Das Bundesinnenministerium hat einen Beschluss zur vereinfachten Einreise von früheren Ortskräften aus Afghanistan offenbar verschleppt. Nachfragen von WELT dazu ließ das Haus von Innenminister Horst Seehofer (CSU) zunächst unbeantwortet.

Auf der Innenministerkonferenz (IMK) im Juni in Baden-Württemberg hatten die 16 Ressortchefs der Länder zusammen mit dem Bundesinnenminister verabredet, die Einreise für Ortskräfte zu erleichtern. Das Besondere bei der IMK ist: Beschlüsse können nur einstimmig gefällt werden. Seehofer hat also mit gestimmt.

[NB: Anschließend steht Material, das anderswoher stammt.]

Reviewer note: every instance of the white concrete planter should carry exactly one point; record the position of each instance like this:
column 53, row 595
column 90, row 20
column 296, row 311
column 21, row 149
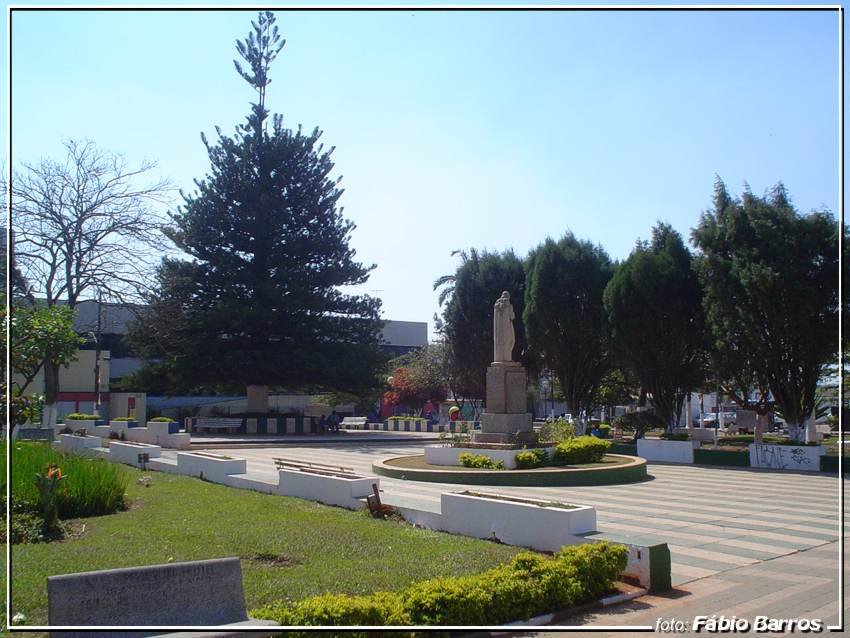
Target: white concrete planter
column 88, row 426
column 333, row 488
column 667, row 451
column 522, row 522
column 444, row 455
column 74, row 443
column 213, row 467
column 799, row 458
column 128, row 451
column 698, row 434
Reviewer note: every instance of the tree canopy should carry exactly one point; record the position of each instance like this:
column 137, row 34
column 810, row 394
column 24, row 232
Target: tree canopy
column 260, row 302
column 654, row 307
column 770, row 277
column 564, row 315
column 467, row 323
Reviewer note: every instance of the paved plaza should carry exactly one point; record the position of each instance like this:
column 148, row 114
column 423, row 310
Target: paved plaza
column 763, row 538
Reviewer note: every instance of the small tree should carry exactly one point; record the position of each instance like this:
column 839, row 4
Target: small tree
column 43, row 338
column 771, row 295
column 653, row 303
column 80, row 227
column 564, row 315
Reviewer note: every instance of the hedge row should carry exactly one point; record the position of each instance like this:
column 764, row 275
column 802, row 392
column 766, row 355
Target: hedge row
column 582, row 449
column 530, row 585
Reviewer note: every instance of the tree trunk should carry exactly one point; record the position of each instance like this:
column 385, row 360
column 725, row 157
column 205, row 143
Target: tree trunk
column 811, row 430
column 258, row 399
column 51, row 392
column 761, row 426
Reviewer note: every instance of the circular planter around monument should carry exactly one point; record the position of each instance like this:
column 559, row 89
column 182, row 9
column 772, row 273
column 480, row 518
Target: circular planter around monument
column 632, row 471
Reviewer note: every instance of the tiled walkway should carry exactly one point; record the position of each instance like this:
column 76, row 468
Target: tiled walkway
column 799, row 585
column 713, row 519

Der von Niedersachsen initiierte Beschluss sah unter anderem vor, dass „alle Vorkehrungen für eine beschleunigte und flexible Bearbeitung der Gefährdungsanzeigen und des Visumverfahrens getroffen werden“. So sollte den Ortskräften eine schnelle Ausreise nach Deutschland ermöglicht werden. Gleichzeitig sollte der Bund prüfen, ob die Verfahren „verschlankt und beschleunigt“ würden, wenn die Visa nicht bereits in Afghanistan, sondern erst in Deutschland erteilt würden – dieses Verfahren nennt sich ‚Visa upon Arrival‘.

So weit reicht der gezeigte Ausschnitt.